Ce qu'il faut retenir

  • Les Bleues ont perdu quatre matches sur quatre lors de l’étape d’Ankara, en Turquie.
  • Elles ont subi trois défaites par 3 sets à 0 face à la Turquie, la Chine et le Brésil.
  • Seule victoire : un succès en cinq sets face à la Belgique (3-2).
  • Les résultats menacent leur maintien en Ligue des nations, avec quatre matchs décisifs à Belgrade à partir du 8 juillet 2026.

Une série noire qui fragilise les ambitions françaises

Les performances des Bleues à Ankara confirment les difficultés rencontrées par l’équipe depuis le début de la compétition. Après avoir été dominées par des équipes mieux classées, les Françaises ont montré des signes de résistance lors de leur dernier match face à la Belgique. « On a livré une bataille jusqu’au bout, mais on n’a pas été assez solides dans les moments clés », a déclaré Julie Oliveira, capitaine de l’équipe, selon Ouest France.

Cette défaite face à la Belgique, bien que encourageante, ne suffit pas à effacer les trois revers subis face à des adversaires jugés plus redoutables. La Turquie, championne d’Europe en 2023, a imposé son rythme dès le premier set, tandis que le Brésil, habitué aux podiums mondiaux, a confirmé sa supériorité technique et physique. Quant à la Chine, finaliste surprise lors des derniers Jeux asiatiques, elle a démontré une cohésion défensive redoutable.

Un calendrier qui s’alourdit avant la phase finale

Avec quatre défaites en quatre matchs, les Bleues abordent la deuxième phase de la Ligue des nations dans une position périlleuse. Les prochaines rencontres, prévues à Belgrade à partir du 8 juillet 2026, s’annoncent cruciales. « Chaque point compte désormais. Une défaite de plus pourrait sceller notre sort », a rappelé Emmanuel Jacq, le sélectionneur national, cité par Ouest France.

Cette étape de Belgrade rassemblera les quatre dernières équipes encore en lice pour éviter la relégation. Un seul revers pourrait suffire à reléguer la France en division inférieure, une perspective qui met une pression supplémentaire sur les épaules des joueuses. « On sait ce qu’il y a en jeu. On doit être à 200 % sur chaque point », a ajouté Oliveira.

Le volley-ball français face à ses limites

Cette contre-performance soulève des questions sur la préparation et la stratégie adoptées par l’équipe. Malgré des individualités talentueuses, comme Léandra Ouamba ou Amélie Rotar, les Bleues peinent à s’imposer face aux meilleures nations mondiales. Le manque d’expérience en compétition majeure et une défense parfois fragile ont été pointés du doigt lors de cette tournée.

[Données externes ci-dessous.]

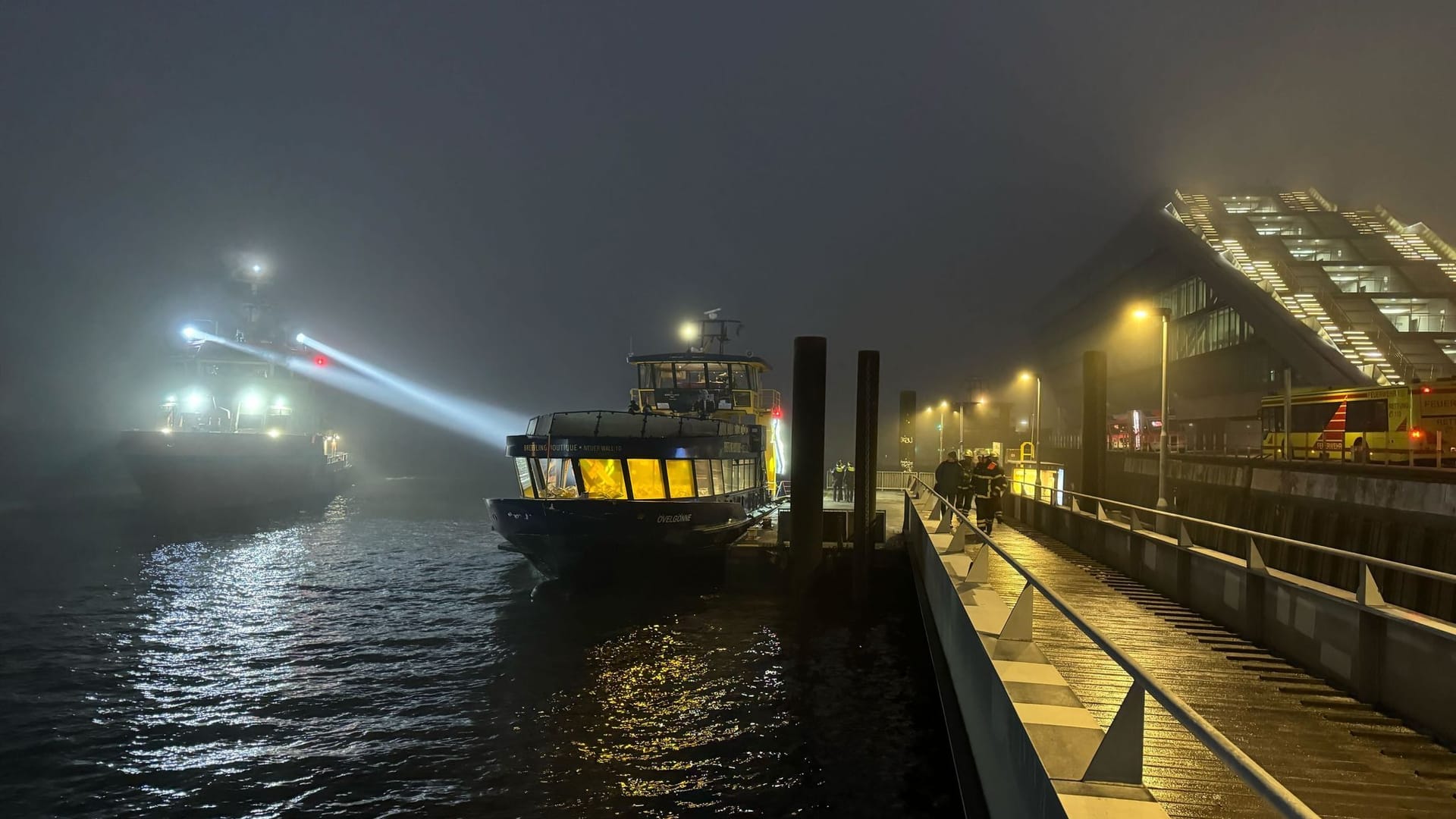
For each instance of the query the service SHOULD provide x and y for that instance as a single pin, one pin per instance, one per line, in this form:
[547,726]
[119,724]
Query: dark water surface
[389,659]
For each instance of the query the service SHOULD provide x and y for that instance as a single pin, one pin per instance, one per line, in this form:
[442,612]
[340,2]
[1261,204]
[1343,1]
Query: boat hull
[585,539]
[185,472]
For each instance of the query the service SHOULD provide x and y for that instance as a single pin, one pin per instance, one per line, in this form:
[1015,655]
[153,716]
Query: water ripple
[375,664]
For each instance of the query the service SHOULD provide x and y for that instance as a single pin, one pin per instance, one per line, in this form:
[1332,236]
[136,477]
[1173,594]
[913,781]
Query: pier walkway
[1340,757]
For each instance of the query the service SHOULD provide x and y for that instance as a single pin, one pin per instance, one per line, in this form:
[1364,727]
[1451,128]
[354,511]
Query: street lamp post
[1163,426]
[1036,428]
[941,426]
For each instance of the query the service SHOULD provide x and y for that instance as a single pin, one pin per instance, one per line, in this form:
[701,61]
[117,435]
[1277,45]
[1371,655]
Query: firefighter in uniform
[987,483]
[963,490]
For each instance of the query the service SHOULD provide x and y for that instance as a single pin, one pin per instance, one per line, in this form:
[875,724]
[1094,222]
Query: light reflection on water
[372,662]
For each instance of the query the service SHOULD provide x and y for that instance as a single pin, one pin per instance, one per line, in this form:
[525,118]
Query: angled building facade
[1256,283]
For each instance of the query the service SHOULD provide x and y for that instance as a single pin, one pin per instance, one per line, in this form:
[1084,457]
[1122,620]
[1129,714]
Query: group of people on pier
[843,480]
[957,480]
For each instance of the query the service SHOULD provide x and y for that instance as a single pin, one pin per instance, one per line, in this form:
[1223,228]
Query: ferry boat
[683,472]
[237,426]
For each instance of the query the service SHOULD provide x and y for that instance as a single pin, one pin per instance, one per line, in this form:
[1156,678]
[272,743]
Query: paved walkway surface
[1341,757]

« On a progressé par rapport aux années précédentes, mais il manque encore de régularité », a analysé un observateur technique sous couvert d’anonymat. « Les équipes comme la Turquie ou le Brésil ont des systèmes de jeu rodés, et on a du mal à les contrer. »

Et maintenant ?

Les Bleues disposent d’un mois pour analyser leurs erreurs et ajuster leur préparation avant le déplacement à Belgrade. « On va travailler sur nos faiblesses, notamment en réception et en attaque », a indiqué Jacq. La compétition pourrait basculer lors du premier match face à une équipe en quête de sécurité, comme l’Argentine ou les Pays-Bas. Pour éviter la relégation, une série de trois victoires s’impose, une gageure compte tenu du niveau des adversaires restants.

Cette série de défaites rappelle les défis auxquels est confronté le volley-ball français féminin, encore en quête de reconnaissance sur la scène internationale. Alors que les Jeux Olympiques de 2028 se profilent à l’horizon, chaque compétition devient un test grandeur nature pour les joueuses et leur staff.